With an eye on the forthcoming European Commission’s review of health and safety regulation, the professor, who carried out a wide-ranging review of health and safety in 2011, urged the UK “not to be on the sidelines”, hinting that any achievements might be overshadowed if the country’s health and safety stakeholders do not actively engage with their European counterparts.
‘Reclaiming health and safety for all: a review of progress one year on’, published today (4 February), reveals that all the recommendations made by Professor Löfstedt in his original report have either been delivered, or are on track. He admits, however, that his own advisory panel – which includes the likes of Dr Adam Marshall, from the British Chambers of Commerce; Liz Snape, from the TUC; and the former chair of the Olympic Delivery Authority, Sir John Armitt – disagrees on how some of the recommendations, notably those relating to strict liability and local-authority inspections, are being implemented.
He sought to distance himself from the controversy surrounding the reforms to RIDDOR by pointing out that most of the criticisms have been directed at Lord Young’s proposal (contained in the latter’s 2010 report, ‘Common sense, common safety’, and implemented in April last year) to extend, from three to seven days, the period before an injury in the workplace needs to be reported.
Said the professor: “Critics believe the proposals will reduce the level of protection offered to workers and weaken the regulation, monitoring and management of health and safety. My recommendation for RIDDOR focused on making the regulations, and associated guidance, clearer and simpler for employers to understand and comply with.”
The findings of an HSE consultation on further amendments to RIDDOR will be considered by the HSE Board this year, as will the findings of a consultation on exempting the self-employed from health and safety law, in situations where their work activities pose no potential risk of harm to others.
Commenting on the proposal for self-employed workers, Prof Löfstedt acknowledged concerns raised by stakeholders that this might lead to exemption of the self-employed in risky occupations, such as construction. Stressing that this was never his intention, he welcomed the fact that “the consultation document focused on clarifying which categories of self-employed workers would and would not be affected by the exemption”.
He also expressed the need for care in relation to the revision or removal by the end of the year of 12 Approved Codes of Practice – plus a potential further three – so that “the removal of an ACoP is not incorrectly perceived as the dilution, or removal of the underpinning legal requirement”.
Noting that by April, there should be about 10 per cent fewer sets of health and safety regulations on the statute books than when he commenced his review two years ago, the professor acknowledged concerns that the revocation of the Construction (Head Protection) Regulations – the duties imposed by which are contained in more recent regulations – could increase the risk that head protection is not worn.
The HSE is planning to mitigate any such risk by targeting smaller construction firms with the message that head protection must still be provided and worn – an approach Prof Löfstedt supported.
He also points out that some of his original recommendations have not been implemented as thoroughly as he intended.

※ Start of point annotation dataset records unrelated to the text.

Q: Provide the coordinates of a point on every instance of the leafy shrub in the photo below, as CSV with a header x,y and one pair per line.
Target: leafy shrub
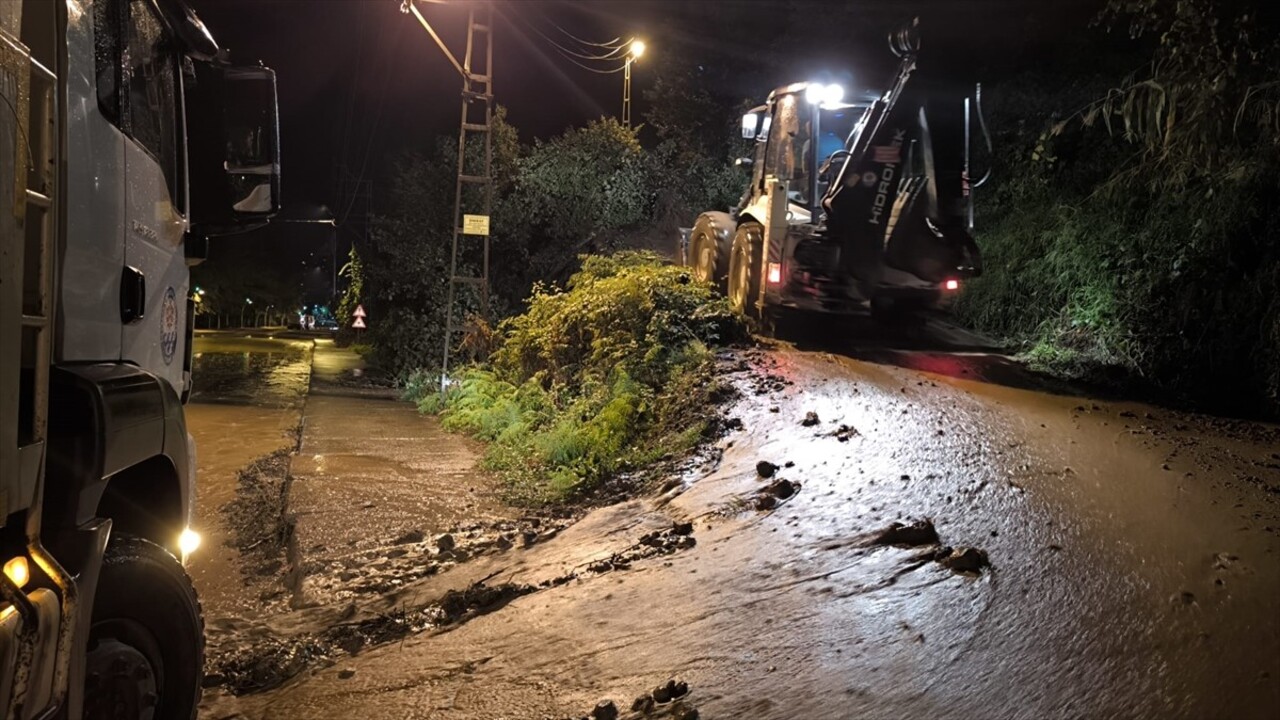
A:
x,y
607,374
1138,242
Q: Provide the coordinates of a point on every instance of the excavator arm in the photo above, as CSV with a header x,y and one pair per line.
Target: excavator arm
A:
x,y
900,197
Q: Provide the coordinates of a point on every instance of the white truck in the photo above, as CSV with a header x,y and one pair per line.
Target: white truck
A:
x,y
127,142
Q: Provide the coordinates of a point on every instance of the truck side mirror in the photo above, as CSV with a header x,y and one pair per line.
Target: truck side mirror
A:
x,y
233,149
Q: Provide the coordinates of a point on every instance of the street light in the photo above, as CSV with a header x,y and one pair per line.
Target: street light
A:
x,y
634,54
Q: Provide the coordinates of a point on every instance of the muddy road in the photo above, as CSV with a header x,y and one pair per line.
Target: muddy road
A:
x,y
246,404
872,540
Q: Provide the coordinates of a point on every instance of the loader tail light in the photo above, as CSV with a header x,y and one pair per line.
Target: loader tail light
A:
x,y
188,542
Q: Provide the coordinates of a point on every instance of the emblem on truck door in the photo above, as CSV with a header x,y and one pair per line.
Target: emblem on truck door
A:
x,y
169,326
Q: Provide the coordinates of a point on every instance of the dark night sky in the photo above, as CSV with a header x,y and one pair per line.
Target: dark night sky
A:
x,y
357,78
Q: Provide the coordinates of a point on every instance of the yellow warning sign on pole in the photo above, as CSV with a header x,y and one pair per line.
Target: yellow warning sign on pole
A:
x,y
475,224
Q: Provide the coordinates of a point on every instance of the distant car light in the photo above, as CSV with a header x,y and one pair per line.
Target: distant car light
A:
x,y
775,274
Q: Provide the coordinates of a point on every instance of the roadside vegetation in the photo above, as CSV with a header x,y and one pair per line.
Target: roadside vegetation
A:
x,y
607,374
1130,236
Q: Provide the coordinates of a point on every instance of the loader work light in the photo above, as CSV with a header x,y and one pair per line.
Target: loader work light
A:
x,y
775,274
824,95
17,570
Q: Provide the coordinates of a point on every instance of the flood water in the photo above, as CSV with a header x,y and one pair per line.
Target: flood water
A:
x,y
246,402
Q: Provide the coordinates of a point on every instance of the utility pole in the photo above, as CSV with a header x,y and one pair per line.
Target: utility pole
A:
x,y
470,213
632,55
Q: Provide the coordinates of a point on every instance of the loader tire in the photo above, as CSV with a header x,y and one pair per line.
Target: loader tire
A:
x,y
744,269
146,647
709,253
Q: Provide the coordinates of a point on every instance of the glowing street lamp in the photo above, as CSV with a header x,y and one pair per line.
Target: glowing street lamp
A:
x,y
634,54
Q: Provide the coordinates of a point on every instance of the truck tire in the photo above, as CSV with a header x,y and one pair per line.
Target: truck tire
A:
x,y
744,269
146,648
709,245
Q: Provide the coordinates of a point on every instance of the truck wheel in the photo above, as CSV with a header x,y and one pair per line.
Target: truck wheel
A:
x,y
744,269
146,648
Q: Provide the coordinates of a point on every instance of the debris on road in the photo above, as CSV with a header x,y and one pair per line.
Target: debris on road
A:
x,y
915,534
679,536
964,559
844,432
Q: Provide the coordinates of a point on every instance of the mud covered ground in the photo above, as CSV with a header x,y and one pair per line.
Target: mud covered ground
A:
x,y
867,541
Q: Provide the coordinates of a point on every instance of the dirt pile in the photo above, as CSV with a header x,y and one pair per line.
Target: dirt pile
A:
x,y
679,536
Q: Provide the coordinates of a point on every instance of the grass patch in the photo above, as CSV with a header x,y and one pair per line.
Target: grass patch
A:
x,y
607,374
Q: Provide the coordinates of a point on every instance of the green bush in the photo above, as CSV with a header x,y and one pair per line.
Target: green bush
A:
x,y
607,374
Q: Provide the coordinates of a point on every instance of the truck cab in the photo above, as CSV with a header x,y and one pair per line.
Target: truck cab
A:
x,y
131,144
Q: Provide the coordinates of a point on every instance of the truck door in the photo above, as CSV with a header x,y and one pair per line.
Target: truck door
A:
x,y
155,197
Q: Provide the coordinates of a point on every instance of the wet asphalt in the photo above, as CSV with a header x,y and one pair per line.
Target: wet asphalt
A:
x,y
1134,565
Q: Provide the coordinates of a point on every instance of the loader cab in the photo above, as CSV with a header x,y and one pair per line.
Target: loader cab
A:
x,y
801,136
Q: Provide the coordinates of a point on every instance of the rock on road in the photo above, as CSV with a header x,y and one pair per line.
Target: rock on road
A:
x,y
1134,570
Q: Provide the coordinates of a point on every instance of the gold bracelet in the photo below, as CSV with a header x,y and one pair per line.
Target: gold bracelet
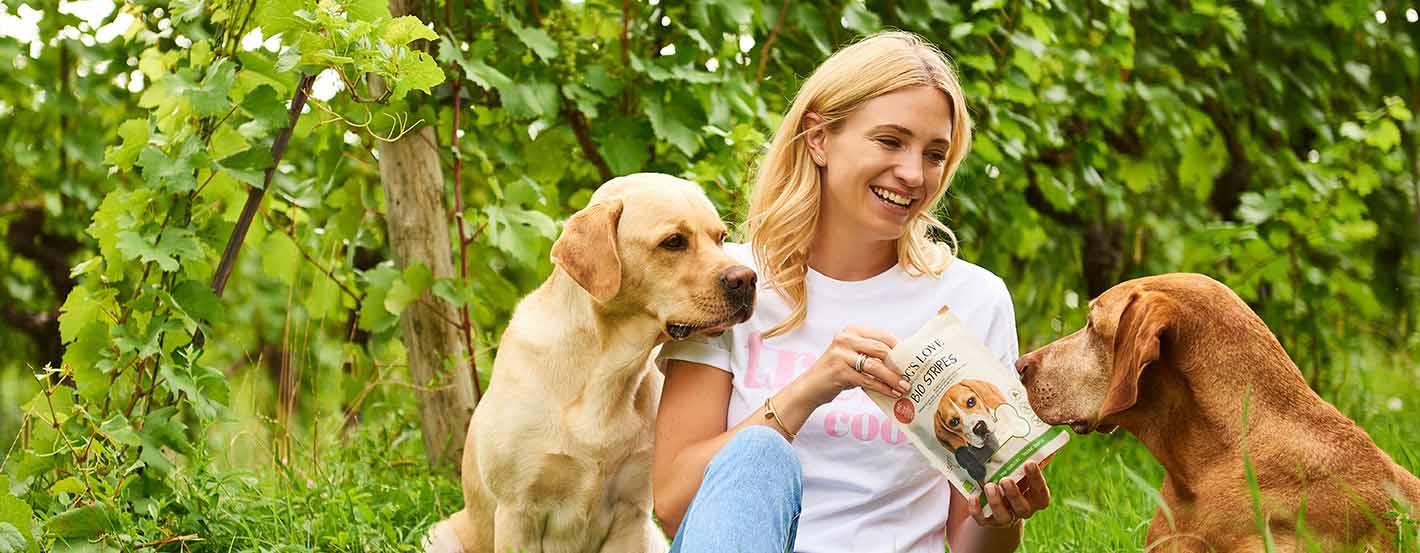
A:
x,y
770,414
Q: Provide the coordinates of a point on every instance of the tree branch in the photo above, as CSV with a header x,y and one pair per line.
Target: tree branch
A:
x,y
249,211
768,43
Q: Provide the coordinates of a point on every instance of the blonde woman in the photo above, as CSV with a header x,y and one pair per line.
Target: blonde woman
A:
x,y
764,439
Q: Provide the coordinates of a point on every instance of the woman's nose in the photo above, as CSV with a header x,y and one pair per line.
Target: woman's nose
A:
x,y
909,172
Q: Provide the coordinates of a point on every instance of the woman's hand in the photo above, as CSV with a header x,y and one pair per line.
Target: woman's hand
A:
x,y
838,367
1013,502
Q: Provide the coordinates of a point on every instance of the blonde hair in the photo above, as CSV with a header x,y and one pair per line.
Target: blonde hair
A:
x,y
784,205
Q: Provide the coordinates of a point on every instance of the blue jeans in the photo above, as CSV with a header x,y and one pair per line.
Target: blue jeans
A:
x,y
749,501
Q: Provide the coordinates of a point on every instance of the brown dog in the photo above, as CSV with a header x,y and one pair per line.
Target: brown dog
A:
x,y
1173,360
558,451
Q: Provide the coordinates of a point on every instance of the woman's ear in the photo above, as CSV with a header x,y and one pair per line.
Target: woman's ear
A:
x,y
815,134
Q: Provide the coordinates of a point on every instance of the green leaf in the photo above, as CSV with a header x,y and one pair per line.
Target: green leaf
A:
x,y
118,430
227,141
416,71
286,16
519,232
210,98
408,289
135,137
537,40
324,299
198,300
205,387
85,522
403,30
12,540
280,258
1383,134
81,307
16,513
372,313
669,122
172,246
264,105
367,10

For example, his proposal for the HSE to be given the authority “to direct local-authority health and safety inspection and enforcement activity” is being taken forward in the form of a National Local Authority Enforcement Code – currently undergoing consultation and due to be launched in April. He described the decision not to take forward his proposal to the letter as “unfortunate”, but agreed it is a step in the right direction to ensuring more proportionate local-authority enforcement.
Similarly, Prof Löfstedt raises doubts over how his proposal to review regulatory provisions that impose strict liability is being implemented. The Government’s plans in this area could reverse the current position on civil liability, meaning that compensation claims relating to health and safety breaches will need to prove negligence on the part of the employer.
Said the professor: “The approach being taken is more far-reaching than I anticipated in my recommendation and, if this amendment becomes law, I hope that the Government will carefully monitor the impact to ensure that there are no unforeseen consequences.”
Responding to the progress report, the Department for Work and Pensions highlighted that it is on course to review, scrap or simplify half of all health and safety legislation by next year, and pointed out that the change to RIDDOR will save businesses £5m over 10 years.
Added Employment minister Mark Hoban: “For too long, businesses have been confused by health and safety regulations, which cost them money and take up time when they should be focusing on growth. Health and safety is important, but its focus should be where risks are high.”
Meanwhile, IOSH expressed its disappointment that Prof Löfstedt had not called on the Government to rethink the speed and scale of the review implementation.
It added: “IOSH believes a number of the Löfstedt recommendations to be conceptually flawed – i.e. we believe that where there are misperceptions, it is these that need to change and not the law. We also contend that evidence for certain proposed changes is weak and supported by poor impact assessments.”